At the other end of the spectrum are the elderly. Some like my mother, who three years ago, in her mid-eighties, suffered a stroke, has been fortunate to receive excellent medical care and now lives in an assisted living facility where she is well looked after. Her stress is caused by her inability to communicate, as she would like, due to her stroke-induced brain damage, her frailty (she is in a wheel chair), the loss of control of every aspect of her life, as well as her sense of impending death. The vast majority of elderly people are not so fortunate and spend their last years in poverty, deprivation and with a frustrated acceptance of their reduced quality of life. This causes them and their loved ones enormous stress.

We live in stressful times. Recent college graduates struggle to find jobs, middle-aged workers who have been laid off struggle to find jobs and some way to fulfill their responsibilities to their families.
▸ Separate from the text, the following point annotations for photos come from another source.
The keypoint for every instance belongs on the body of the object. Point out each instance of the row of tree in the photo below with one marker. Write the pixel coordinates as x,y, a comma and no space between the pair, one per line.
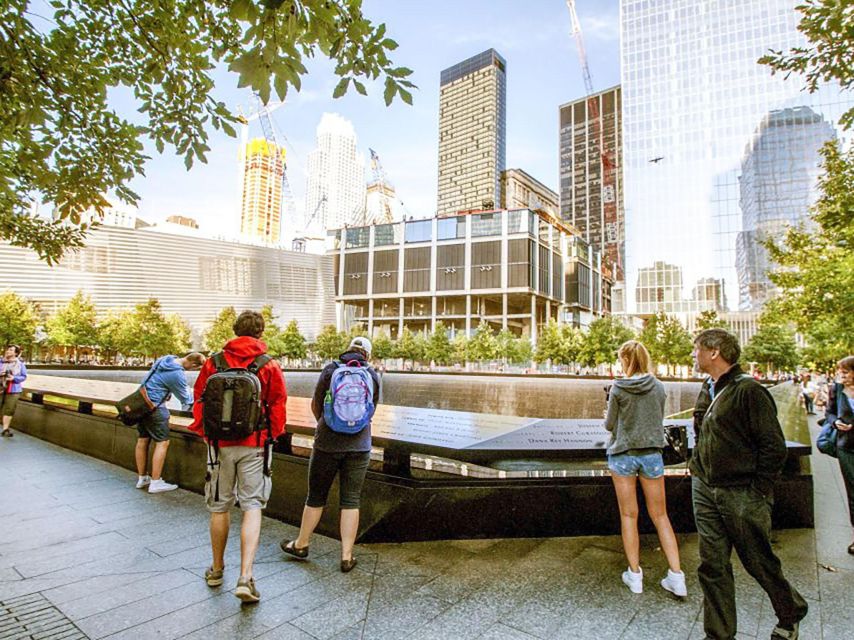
146,331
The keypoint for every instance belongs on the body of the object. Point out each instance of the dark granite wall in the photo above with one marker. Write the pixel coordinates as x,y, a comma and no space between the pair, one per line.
536,397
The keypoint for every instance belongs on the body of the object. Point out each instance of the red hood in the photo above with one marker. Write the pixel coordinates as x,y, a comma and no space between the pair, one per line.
244,348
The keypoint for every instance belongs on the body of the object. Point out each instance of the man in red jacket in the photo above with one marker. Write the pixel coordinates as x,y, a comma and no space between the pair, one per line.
239,475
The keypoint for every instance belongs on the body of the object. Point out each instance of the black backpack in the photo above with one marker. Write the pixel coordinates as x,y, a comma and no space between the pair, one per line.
232,408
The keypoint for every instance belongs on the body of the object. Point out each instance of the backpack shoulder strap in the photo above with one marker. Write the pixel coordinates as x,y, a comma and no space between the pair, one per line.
259,362
220,363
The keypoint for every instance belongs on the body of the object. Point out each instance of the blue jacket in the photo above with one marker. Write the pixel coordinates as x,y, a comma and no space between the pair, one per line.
169,377
16,385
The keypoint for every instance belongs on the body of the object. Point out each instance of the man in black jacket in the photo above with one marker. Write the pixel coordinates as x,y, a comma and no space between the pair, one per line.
740,451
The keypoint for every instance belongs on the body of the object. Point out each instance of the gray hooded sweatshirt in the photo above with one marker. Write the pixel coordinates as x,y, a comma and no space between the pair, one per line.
635,415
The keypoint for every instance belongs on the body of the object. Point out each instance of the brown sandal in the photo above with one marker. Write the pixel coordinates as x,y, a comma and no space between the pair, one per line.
290,547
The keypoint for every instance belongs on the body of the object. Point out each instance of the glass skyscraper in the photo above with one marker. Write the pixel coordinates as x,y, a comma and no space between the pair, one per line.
696,106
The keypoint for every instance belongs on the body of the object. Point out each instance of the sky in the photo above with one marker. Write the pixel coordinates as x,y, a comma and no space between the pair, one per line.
543,72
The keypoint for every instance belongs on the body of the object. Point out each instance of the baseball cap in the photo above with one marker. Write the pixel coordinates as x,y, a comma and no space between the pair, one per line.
361,343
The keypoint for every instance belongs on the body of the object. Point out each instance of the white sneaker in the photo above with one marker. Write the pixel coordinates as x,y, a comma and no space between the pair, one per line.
634,581
160,485
675,583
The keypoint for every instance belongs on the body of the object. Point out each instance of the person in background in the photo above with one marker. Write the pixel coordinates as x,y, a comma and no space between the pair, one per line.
13,373
167,376
840,413
335,453
635,418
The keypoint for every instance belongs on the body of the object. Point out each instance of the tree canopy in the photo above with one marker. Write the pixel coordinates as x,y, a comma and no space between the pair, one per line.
61,141
19,319
829,28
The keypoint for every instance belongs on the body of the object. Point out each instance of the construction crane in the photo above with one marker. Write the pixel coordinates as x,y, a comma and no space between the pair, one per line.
262,114
608,164
300,241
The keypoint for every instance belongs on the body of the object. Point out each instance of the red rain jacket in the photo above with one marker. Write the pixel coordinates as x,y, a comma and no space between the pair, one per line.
240,352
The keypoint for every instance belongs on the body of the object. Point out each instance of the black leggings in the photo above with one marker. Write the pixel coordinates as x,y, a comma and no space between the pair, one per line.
322,468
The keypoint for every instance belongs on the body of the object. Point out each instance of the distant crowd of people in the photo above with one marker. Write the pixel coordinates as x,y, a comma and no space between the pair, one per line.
239,408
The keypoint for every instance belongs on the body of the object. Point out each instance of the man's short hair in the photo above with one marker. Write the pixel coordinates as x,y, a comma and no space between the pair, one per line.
722,341
195,358
249,323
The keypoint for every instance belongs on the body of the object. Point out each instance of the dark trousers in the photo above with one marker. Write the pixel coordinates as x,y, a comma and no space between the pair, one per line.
738,517
846,465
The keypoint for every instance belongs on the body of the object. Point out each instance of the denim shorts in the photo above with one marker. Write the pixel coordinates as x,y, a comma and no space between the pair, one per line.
649,465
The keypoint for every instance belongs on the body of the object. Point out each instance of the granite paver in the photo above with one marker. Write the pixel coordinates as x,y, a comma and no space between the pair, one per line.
118,563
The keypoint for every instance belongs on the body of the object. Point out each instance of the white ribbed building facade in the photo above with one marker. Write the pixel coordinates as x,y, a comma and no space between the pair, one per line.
336,176
193,277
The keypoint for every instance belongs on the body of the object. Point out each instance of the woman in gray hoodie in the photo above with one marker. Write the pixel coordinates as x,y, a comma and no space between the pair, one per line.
635,418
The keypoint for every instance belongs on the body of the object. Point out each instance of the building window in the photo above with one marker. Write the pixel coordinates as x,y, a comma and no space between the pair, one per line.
357,237
451,228
386,234
486,224
419,231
We are stressed about war in Iraq and Afghanistan, climate change, and how and when will the struggling world economy recover. And the list goes on.

Some strategies to deal with stress:

Physical – eat right, exercise, try to get enough sleep, build in recreation and down time. Maybe take a yoga class, and learn how to meditate. Breathe deeply.

Emotional – make the effort to stay connected with family and friends. If you live alone think about acquiring a pet. Prioritize a list of what satisfies you emotionally—music, movies, bowling, carpentry—and make the time to treat yourself and indulge in what gives you pleasure.

Psychological—don’t try to push through the commitments you have regardless of your health. Take a day off when you feel sick, learn that tomorrow is another day and you will have time to complete your tasks. Seek a balance between home life, work or school life, and your time for your private self, life.

Remind yourself that this is the one life you have to live. Be passionate. Your life is happening now, this is not a rehearsal.